This weekend saw some cockles and mussels, put to good use. They were handpicked from my secret spot.
It was a beautiful day for a cycle ride to the sea. So off I went 3o miles later, I am home with my bounty.
The Moules marinières were far too salty, I know not why. I added no salt. Anyone who can shed light on this, please do. My Mussel Pilau was a huge success. My Spanish cockle soup was also good. So that’s seven meals in total with free shellfish.
Mussels keep for some time out of the water. Some need purging, some don’t. I scrape the barnacles off the wild ones. The farmed ones go through a U.V. light so I guess there pretty safe. I scrub the mussels and cockles thoroughly.
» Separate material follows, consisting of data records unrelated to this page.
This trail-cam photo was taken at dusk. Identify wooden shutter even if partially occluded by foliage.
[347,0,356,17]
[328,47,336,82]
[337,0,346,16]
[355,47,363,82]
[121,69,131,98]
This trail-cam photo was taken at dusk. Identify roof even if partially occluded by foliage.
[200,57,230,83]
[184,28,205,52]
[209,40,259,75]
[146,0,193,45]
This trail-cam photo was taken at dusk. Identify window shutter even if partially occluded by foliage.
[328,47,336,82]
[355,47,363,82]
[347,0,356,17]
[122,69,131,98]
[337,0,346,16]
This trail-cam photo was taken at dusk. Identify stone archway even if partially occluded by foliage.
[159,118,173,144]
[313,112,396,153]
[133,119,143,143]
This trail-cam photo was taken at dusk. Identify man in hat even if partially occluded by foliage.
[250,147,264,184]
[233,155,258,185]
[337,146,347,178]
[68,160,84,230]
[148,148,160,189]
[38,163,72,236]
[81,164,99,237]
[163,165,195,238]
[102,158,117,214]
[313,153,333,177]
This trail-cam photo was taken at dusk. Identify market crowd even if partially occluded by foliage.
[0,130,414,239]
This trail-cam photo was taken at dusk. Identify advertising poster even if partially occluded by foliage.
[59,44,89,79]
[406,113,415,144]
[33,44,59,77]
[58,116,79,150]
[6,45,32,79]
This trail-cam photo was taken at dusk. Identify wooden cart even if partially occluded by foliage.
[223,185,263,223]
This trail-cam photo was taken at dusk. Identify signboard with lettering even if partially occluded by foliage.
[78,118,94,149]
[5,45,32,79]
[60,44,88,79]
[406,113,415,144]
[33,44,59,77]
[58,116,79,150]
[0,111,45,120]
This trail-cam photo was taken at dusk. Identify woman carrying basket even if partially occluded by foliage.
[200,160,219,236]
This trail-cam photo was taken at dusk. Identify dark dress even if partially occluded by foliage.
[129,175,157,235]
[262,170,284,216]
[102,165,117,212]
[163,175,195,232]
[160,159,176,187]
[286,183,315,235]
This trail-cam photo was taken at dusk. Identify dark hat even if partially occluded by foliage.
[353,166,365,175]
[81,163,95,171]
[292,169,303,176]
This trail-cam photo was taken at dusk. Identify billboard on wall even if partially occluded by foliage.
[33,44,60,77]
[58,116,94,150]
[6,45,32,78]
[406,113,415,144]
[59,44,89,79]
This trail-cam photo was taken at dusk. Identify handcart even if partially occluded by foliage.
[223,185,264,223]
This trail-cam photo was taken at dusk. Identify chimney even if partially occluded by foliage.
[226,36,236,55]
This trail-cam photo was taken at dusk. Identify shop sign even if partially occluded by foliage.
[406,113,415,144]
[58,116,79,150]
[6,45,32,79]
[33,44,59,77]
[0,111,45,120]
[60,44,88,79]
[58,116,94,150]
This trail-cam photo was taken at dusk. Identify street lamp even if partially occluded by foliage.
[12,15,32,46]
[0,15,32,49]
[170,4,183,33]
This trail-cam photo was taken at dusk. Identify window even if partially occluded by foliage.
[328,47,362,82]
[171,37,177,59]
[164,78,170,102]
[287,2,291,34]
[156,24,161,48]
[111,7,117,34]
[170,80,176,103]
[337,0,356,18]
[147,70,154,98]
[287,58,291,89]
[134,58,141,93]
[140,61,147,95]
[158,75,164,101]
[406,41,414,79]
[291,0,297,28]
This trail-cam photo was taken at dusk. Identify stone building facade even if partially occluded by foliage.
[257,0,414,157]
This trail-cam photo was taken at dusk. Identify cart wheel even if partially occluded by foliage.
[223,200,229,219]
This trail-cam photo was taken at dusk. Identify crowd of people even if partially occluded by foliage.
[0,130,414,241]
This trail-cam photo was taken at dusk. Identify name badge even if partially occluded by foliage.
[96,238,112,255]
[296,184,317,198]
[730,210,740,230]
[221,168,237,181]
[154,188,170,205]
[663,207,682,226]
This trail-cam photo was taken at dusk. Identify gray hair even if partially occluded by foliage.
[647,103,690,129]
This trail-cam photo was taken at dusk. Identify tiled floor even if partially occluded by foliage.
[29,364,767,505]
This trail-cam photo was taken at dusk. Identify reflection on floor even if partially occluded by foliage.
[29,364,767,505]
Cockles are more temperamental. They need purging for sure, not just over night. They are full of sand/mud. Two nights and two days should do it. Cockles love oxygen. So change the water every eight hours, more if you have time. The water from a fast tap makes lots of oxygen. You can speed up the purging process with a scant sprinkle of polenta or (real) oatmeal.
Beaches are great places to find free food. Avoid still water and heavily populated areas. Use common sense. If you don’t see mussels, look for other things. Remember how healthy and tasty this can be. Use a good guide. ‘River Cottage Edible Seashore’ is good. You may find it or something similar in your library. The internet is full of pictures and help.
Some things taste awful; don’t let this put you off. Alexander stems, spring to mind.